The reason the lymph nodes suddenly increase in size during the course of an infection is that they are recruiting massive numbers of white blood cells in order to find the rare lymphocytes that can respond specifically to an incoming pathogen. Together, the dispersed lymph nodes comprise the secondary lymphoid tissue, the main ‘organ’ of immunity. We will be hearing a great deal about that as we go on with this COVID-19 discussion.

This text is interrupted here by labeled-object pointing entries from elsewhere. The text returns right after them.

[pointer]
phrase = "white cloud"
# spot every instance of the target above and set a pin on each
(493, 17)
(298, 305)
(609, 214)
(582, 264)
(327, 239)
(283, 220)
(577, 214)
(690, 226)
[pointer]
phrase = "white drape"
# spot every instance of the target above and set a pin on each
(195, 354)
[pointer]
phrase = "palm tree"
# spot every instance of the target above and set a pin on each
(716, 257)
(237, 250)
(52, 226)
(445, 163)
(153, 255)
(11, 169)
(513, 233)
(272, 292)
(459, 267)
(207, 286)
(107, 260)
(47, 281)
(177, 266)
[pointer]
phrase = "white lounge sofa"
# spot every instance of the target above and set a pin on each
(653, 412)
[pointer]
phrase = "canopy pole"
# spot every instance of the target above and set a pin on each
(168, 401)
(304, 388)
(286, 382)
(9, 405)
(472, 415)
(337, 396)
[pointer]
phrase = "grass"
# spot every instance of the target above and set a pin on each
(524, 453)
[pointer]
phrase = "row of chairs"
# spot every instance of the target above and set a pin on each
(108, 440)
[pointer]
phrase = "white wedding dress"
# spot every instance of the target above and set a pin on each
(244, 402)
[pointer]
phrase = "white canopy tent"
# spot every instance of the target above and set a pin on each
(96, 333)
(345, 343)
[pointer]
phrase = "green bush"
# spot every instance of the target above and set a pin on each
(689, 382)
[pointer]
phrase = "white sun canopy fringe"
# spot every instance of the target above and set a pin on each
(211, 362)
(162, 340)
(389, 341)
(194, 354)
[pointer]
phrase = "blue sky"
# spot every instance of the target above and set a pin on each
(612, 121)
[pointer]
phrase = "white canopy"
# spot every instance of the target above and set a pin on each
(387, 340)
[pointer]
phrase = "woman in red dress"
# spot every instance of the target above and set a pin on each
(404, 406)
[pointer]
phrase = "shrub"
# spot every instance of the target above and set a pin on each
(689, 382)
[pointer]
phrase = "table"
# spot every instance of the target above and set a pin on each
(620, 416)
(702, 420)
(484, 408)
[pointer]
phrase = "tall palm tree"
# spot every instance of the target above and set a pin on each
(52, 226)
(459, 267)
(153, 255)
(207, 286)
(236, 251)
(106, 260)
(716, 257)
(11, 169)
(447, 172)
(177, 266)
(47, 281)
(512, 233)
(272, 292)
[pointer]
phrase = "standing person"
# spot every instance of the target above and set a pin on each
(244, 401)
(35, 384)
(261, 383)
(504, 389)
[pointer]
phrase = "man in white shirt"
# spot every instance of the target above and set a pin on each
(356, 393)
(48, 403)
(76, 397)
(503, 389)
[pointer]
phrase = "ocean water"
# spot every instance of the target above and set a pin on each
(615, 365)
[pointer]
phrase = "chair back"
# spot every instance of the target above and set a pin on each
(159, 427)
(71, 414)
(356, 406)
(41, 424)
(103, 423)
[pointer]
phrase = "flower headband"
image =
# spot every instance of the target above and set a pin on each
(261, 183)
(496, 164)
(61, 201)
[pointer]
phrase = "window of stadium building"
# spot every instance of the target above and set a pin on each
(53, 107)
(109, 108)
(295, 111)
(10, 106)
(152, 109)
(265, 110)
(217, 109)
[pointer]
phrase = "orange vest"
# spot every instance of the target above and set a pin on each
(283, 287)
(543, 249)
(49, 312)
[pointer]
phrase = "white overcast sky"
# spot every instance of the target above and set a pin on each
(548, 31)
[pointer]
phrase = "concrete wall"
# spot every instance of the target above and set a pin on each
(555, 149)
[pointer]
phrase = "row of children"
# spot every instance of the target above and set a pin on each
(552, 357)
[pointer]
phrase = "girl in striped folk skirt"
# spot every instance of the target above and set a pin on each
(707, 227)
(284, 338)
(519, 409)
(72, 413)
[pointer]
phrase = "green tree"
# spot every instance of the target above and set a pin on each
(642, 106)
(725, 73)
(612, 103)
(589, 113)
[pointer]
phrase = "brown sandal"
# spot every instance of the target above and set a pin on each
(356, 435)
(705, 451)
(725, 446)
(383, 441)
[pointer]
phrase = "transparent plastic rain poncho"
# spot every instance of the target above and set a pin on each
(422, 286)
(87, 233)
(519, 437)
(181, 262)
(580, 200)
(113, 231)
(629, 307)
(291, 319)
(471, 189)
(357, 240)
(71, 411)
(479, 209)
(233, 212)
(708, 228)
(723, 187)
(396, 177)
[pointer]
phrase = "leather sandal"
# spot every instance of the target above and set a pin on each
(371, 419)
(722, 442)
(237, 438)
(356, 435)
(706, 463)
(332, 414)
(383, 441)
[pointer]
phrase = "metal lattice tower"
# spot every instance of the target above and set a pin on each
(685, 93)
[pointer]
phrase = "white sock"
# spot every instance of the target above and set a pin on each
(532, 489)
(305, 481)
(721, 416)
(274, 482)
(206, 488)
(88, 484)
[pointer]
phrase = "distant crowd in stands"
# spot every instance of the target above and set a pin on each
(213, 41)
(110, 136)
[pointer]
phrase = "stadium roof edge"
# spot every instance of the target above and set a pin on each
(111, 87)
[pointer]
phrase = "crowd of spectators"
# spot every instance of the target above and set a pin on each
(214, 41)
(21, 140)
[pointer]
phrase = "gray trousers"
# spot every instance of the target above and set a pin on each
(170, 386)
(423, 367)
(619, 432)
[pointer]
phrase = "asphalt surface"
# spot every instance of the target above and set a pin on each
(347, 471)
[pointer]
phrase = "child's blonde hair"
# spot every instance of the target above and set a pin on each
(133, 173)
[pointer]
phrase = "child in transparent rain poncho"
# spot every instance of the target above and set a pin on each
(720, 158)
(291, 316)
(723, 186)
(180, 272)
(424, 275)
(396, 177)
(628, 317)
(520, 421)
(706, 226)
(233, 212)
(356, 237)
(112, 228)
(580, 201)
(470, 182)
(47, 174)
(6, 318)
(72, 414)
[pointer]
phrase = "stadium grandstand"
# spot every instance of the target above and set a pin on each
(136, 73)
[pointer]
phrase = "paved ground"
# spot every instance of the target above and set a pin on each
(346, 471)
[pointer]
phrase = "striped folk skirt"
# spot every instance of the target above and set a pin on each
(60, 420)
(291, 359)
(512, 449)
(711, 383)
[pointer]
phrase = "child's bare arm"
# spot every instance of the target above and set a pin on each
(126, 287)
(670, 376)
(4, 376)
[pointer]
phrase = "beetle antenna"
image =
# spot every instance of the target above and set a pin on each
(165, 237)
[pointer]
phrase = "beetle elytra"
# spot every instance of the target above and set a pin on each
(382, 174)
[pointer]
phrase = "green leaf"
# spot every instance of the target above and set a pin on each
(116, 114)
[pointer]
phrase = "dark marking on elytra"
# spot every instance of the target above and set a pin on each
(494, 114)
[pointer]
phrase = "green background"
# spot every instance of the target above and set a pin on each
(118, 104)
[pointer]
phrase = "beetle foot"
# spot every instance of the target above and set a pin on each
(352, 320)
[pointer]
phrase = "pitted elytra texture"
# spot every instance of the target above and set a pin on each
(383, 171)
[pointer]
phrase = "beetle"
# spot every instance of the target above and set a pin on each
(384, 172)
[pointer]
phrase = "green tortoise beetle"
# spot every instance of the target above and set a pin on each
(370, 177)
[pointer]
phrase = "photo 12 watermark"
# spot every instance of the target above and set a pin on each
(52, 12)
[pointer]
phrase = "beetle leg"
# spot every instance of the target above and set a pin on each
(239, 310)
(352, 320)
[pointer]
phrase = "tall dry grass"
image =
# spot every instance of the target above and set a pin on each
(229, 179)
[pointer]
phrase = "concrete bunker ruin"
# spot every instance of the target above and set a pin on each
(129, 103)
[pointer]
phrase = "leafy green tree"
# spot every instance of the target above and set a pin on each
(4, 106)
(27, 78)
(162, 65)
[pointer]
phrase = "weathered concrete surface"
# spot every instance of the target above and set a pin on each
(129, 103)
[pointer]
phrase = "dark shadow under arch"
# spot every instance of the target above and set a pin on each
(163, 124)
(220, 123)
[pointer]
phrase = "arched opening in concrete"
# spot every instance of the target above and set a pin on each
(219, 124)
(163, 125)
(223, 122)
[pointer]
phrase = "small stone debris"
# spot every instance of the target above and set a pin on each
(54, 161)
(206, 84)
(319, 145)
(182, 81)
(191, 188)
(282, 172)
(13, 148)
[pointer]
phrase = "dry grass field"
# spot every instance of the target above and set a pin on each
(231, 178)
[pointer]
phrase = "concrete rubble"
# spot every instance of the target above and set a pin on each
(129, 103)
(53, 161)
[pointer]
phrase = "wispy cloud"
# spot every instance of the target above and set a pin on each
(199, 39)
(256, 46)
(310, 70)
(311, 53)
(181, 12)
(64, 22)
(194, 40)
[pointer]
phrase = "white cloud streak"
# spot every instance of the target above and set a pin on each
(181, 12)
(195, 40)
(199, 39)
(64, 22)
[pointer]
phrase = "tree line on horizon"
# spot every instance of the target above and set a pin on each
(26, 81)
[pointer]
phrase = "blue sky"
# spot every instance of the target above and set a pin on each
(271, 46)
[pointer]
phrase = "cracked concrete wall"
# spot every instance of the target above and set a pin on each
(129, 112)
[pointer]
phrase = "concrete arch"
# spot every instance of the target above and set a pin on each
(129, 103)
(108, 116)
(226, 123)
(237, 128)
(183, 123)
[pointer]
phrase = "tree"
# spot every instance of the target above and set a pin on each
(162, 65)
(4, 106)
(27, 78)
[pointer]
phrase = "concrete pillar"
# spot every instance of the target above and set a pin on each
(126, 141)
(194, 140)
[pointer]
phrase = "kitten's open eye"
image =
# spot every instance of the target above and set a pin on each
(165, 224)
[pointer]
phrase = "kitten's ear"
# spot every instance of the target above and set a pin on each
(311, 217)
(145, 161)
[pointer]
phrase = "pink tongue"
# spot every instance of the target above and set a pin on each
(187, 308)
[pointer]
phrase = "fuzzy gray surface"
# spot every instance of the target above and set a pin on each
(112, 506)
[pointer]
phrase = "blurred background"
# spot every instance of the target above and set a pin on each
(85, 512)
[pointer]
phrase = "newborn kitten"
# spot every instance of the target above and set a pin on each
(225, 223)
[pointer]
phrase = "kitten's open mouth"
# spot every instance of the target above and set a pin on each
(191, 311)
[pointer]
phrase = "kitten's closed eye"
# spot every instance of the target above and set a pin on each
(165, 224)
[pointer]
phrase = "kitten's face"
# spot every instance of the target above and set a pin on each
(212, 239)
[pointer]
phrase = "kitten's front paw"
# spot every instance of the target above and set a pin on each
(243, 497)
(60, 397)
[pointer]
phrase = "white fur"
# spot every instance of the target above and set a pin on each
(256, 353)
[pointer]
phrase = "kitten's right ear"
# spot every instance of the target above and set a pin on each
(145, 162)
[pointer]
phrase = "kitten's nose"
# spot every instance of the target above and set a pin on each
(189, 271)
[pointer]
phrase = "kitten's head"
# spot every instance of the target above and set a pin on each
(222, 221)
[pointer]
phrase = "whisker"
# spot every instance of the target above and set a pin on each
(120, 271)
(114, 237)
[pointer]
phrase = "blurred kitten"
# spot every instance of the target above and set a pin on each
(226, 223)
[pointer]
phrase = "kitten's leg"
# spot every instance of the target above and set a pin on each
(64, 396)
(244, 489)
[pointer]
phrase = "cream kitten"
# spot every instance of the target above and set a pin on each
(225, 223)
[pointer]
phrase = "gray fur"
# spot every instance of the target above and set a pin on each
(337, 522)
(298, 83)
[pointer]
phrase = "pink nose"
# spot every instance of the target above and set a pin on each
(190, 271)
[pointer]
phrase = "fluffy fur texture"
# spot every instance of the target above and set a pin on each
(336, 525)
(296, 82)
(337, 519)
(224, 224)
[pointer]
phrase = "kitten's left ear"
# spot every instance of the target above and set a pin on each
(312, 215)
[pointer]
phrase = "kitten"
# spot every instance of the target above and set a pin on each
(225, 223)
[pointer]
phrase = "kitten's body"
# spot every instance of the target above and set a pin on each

Lymph exiting the nodes in the efferent lymphatics flows ultimately into the ‘great drains’ of the thoracic duct and the right lymphatic duct that, in turn, discharge into the jugular or right subclavian veins located just above the heart. The heart’s right ventricle pumps the merged streams of blue venous blood and clear, colourless lymph through the microcirculation of the lungs where, at the terminal alveoli, the carbinohaemoglobin-carrying red blood cells (RBCs) send the carbon dioxide (CO2) waste product of our energy metabolism back into the airways to be breathed out. At the same time, the RBCs take-in the life-giving oxygen (O2) that is essential for energy generation. The more powerful left ventricle then drives these ‘refreshed’ RBCs, marked by the bright red of oxyhemoglobin, out into the arterial blood supply that fuels the body.
Our exhaled air becomes part of the atmospheric circulation that is central to the continuity of life on earth. The CO2 from our lungs is taken up by plants (including phytoplankton) where energy from the sun drives the process of photosynthesis that provides the plant with the carbon it needs and, at the same time, replenishes the atmospheric O2 that we, and other air-breathing life forms require. The air has been a lot cleaner during the time of COVID-19, but that’s a discussion for a different time.